Jeffrey Shallit said...

It looks like you don't understand evolution. There is no "plan"; evolution is governed by mutation and natural selection.

JimV said...

I don't understand what the deniers are trying to say about information either, but I think they may be trying to distinguish different kinds of information. Say, old information (footprints?) versus new information (an invention?). Certain kinds of information, they seem to be saying, are magic and/or can only be obtained by magic.

In my view, there is no new information in an objective (rather than subjective) sense. All possible information that could be available in this universe existed in potential when this universe was formed; it merely had to be discovered. Watt didn't create a steam engine (in the sense of creating something new ex nihilo), he discovered it. Edison didn't create a light bulb, he discovered a primitive way of making a practical one. The same with everything else human intelligence (or computer intelligence, or chimpanzee intelligence) takes credit for.

No magic is necessary for this. Trial and error will find something if it exists and we try hard enough. Edison tried about a 1000 ways to make a practical light bulb filament before finding coarse thread with soot embedded in it (and still later, bamboo fiber). Einstein tried lots of different functions to base General Relativity on.
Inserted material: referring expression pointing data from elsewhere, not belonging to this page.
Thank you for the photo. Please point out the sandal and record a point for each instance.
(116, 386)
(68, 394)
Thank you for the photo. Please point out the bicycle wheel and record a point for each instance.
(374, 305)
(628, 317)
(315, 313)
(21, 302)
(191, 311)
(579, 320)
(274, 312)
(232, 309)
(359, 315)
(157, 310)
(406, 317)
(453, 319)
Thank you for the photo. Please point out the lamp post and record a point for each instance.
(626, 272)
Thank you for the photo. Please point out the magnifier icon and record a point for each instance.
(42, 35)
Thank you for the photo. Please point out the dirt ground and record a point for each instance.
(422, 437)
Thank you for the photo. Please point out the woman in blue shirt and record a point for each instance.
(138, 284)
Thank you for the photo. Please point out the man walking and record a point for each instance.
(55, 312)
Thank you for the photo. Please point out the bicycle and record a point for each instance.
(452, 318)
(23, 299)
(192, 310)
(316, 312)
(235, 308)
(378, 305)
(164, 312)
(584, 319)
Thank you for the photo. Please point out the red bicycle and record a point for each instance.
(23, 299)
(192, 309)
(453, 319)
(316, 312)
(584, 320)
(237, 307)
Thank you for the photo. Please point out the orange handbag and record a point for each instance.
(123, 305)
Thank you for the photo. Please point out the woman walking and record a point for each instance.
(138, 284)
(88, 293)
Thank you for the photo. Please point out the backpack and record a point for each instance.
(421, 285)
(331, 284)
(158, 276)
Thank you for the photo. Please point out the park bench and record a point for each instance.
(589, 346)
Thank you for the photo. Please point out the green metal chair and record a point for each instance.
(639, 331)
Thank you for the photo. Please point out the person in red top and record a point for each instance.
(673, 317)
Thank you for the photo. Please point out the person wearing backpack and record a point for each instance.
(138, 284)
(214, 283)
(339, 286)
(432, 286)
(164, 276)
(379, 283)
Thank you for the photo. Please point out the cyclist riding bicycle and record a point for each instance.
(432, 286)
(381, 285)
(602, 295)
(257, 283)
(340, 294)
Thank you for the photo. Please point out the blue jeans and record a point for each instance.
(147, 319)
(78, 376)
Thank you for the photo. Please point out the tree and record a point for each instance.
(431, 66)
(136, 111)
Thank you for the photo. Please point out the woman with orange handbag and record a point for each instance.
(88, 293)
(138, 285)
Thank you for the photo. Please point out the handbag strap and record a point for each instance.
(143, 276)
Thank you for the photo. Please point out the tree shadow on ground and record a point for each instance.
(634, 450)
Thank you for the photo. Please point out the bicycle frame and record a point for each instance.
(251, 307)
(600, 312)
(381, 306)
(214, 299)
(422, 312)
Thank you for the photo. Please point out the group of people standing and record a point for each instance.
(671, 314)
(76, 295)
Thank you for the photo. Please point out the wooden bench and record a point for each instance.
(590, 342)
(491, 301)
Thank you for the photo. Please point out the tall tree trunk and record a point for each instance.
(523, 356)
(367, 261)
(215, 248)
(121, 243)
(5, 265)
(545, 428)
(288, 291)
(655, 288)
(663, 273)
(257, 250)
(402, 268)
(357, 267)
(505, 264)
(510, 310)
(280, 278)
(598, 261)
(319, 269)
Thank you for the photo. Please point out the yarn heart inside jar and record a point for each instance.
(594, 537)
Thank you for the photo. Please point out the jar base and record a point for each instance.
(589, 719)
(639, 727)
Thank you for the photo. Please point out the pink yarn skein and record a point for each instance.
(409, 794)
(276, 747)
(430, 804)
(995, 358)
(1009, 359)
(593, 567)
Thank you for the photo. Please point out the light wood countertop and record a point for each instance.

They didn't and couldn't create anything whose potential to exist and work wasn't already inherent in this universe.

So basically, human intelligence and design work pretty much the same way biological evolution works: keep trying different things, discard the ones that work badly, keep the ones that work well enough for now, and pass on the ones that work to future generations by some form or forms of memory (genes, textbooks, etc.)

This tends to snowball into greater and greater complexity and usefulness. Assuming that modern human brains go back at least 20,000 years (humanoid remains go back close to ten times that, but we can't tell if the soft tissue was the same), it took us at least 14,000 years to find the wheel-and-axle (according to archaeological evidence). But once you have that technology you can have carts, windlasses, pulleys, gears, ..., and PC hard drives. Similarly, modern bacteria have a huge library of genes, that can be modified by trial and error to digest nylon and citrate solutions. (Many new pharmaceuticals have been found by giving bacteria a problem and seeing how they solve it.)

No magic is necessary, so there is no need for a magical Intelligent Designer--and no evidence for one. By its incomprehensible nature, magic is never a satisfactory explanation anyway. It is just an excuse for not having an explanation.